Member of the Montana Territory House of Representatives from Dawson County
- In office January 8, 1883 – March 18, 1883
- Preceded by: District established
- Succeeded by: George R. Tingle

Acting Mayor of Juneau
- In office 1900
- Succeeded by: Arthur K. Delaney

4th Mayor of Juneau
- In office 1905–1906
- Preceded by: George F. Forrest
- Succeeded by: Herman Tripp

Personal details
- Born: 1857 Shieldsville Township, Minnesota Territory, U.S.
- Died: June 1919 (aged 61–62) Palo Alto, California, U.S.
- Spouses: ; Unknown ​(before 1895)​ ; Cora Cleveland ​(m. 1899)​
- Education: Shattuck School; St.

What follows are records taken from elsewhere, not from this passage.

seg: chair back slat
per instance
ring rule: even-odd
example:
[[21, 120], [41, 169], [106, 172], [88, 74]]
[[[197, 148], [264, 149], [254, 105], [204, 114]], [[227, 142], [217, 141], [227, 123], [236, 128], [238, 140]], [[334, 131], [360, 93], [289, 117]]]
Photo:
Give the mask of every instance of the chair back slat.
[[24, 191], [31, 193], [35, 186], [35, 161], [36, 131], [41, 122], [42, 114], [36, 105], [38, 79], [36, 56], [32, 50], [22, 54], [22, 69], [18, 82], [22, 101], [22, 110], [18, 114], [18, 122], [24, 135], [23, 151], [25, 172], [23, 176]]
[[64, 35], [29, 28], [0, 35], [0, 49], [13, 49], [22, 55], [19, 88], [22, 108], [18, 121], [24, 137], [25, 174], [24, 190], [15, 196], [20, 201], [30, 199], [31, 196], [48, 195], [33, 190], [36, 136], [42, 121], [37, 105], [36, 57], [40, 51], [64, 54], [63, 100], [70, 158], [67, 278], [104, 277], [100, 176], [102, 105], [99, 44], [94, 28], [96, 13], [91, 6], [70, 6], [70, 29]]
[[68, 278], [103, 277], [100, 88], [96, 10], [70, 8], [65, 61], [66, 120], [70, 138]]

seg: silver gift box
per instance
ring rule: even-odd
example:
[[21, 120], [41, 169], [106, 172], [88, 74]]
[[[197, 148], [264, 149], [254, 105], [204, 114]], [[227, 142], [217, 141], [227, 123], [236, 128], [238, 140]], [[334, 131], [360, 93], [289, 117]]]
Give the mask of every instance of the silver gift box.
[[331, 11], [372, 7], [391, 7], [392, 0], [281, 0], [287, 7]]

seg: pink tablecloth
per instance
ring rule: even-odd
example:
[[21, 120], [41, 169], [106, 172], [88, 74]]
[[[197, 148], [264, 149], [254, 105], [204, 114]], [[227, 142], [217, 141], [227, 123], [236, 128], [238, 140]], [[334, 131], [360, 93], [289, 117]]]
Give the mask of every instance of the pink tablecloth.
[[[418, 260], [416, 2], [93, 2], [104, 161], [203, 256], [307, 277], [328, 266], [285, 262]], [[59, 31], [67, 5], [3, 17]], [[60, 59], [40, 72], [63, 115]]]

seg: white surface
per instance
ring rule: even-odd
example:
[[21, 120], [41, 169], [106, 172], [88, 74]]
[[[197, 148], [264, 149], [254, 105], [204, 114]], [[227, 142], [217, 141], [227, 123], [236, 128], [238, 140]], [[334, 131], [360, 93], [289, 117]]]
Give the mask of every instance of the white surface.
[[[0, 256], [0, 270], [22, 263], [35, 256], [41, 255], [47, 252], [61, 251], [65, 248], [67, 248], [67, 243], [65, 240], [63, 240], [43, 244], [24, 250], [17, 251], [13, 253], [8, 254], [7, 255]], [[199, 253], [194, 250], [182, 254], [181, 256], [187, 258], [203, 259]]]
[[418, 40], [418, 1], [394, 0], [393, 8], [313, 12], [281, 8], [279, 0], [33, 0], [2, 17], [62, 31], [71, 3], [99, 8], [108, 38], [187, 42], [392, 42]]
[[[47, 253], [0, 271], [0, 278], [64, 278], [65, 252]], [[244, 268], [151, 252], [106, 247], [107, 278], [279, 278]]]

John's College (Minnesota);

= John F. Malony =

American politician (1857–1919)

John F. Malony (sometimes misspelled Maloney) (1857 – June 1919) was an American lawyer, capitalist, judge, politician, the first acting mayor of Juneau in 1900, and the 4th mayor, from 1905 to 1906. Born in the Minnesota Territory to Protestant immigrants from Ireland, he first was a judge and politician in the Territory of Montana before moving to Alaska after he was shot by an enemy. He is best known as the appellant in the U.S. Supreme Court case John F. Malony v. Ohlin H. Adsit.

Malony is also known for being one of the founders of the Alaska Electric Light & Power (AEL&P), an important Juneau business since 1893. He was also affiliated with the Treadwell Gold Mine, representing the mine's company in legal issues. Malony was the president of AEL&P from 1905 until his death.

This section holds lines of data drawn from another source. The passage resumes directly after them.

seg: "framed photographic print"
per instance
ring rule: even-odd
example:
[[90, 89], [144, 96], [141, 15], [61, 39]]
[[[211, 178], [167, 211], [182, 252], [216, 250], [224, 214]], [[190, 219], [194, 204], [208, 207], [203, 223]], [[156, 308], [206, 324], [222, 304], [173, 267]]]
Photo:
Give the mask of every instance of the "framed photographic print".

==Early life and education==
John F. Malony was born in 1857 in present-day Shieldsville Township, Rice County, Minnesota, to Francis and Mary (née Donohue) Malony. His parents had moved inland after first settling in Saint John, New Brunswick, Canada before 1841. He attended the Shattuck School and St. John's College. After college, Malony read law under Gordon E. Cole, the former Attorney General.

==Career==
===Montana Territory===
Malony moved to the Montana Territory as a young lawyer. He was appointed to be a probate judge in September 1882 by the governor and was elected to the Montana Territorial Legislature in November 1882. He represented Dawson County in the 13th General Assembly of the Montana Territorial Legislature in the House of Representatives and at the 1884 Montana Constitutional Convention. He moved to Alaska after he was shot by an enemy while speaking, damaging his left arm.

===Alaska===

He moved to Alaska with a son, Joseph, before 1895. His second marriage was to Cora Cleveland, who owned a hat shop in Juneau, on December 29, 1899. By 1900, he owned part the Porcupine Trading Company, after the 1898 Porcupine Gold Rush, along with Jack Dalton and Ed Hanley. Malony served on the first Juneau City Council in 1900 and was later elected mayor of the city.

==Death==
In January 1919, Malony was reported to have been in critically ill health at his home in Palo Alto, California, by the Alaska Daily Empire. He died in June 1919.